The American Red Cross St. Louis Area Chapter recognized Missouri Representative Rick Stream, R-District 94, for his legislative efforts to encourage more Missourians to become trained in CPR. During a ceremony today at the regional Red Cross headquarters, Rep. Stream was honored for his legislation that encourages school districts to make CPR training a requirement of high school graduation.

“It is simple: CPR saves lives. It is important we teach as many young people as possible the ‘hands-only’ CPR,” Rep. Stream said. “We want give them the training and then give them the courage and confidence to use their skills if the need arises.”

As it was written, Rep. Stream’s bill would have meant an additional 70,000 Missourians annually would be trained in CPR. Although it passed in the House, it was amended in the Senate. The bill now encourages high schools to require the training, but does not mandate it. Although the bill did not pass in its original form, it will result in many more Missourians trained in the lifesaving skill.

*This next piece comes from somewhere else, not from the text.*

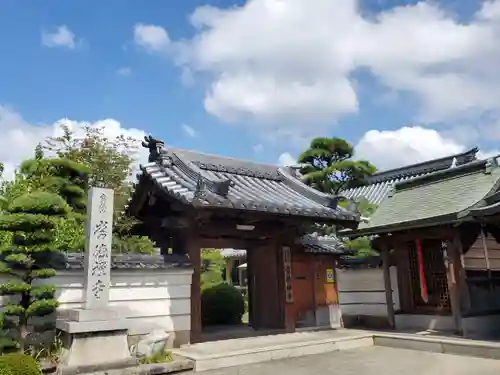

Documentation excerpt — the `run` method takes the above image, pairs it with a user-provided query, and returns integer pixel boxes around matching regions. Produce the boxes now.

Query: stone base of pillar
[57,310,136,372]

“I would guess Rep. Stream has made every school district in the State aware of the new ‘hands-only’ CPR training,” said Red Cross board chair Bob Ciapciak (pronounced chap-check). “As a result of his work, every district should at least consider offering the training during high school. For pennies per student and using Red Cross materials, schools can train students in a single 30 to 40 minute class.”

The Red Cross mission is to prevent and alleviate human suffering in the face of emergencies. CPR training certainly does that. The CPR instruction should be based on a nationally-recognized, current program, such as instruction provided through the Red Cross. Rep. Stream’s bill is now part of a Senate bill awaiting Governor Nixon’s signature. The law could take effect in the fall of 2014.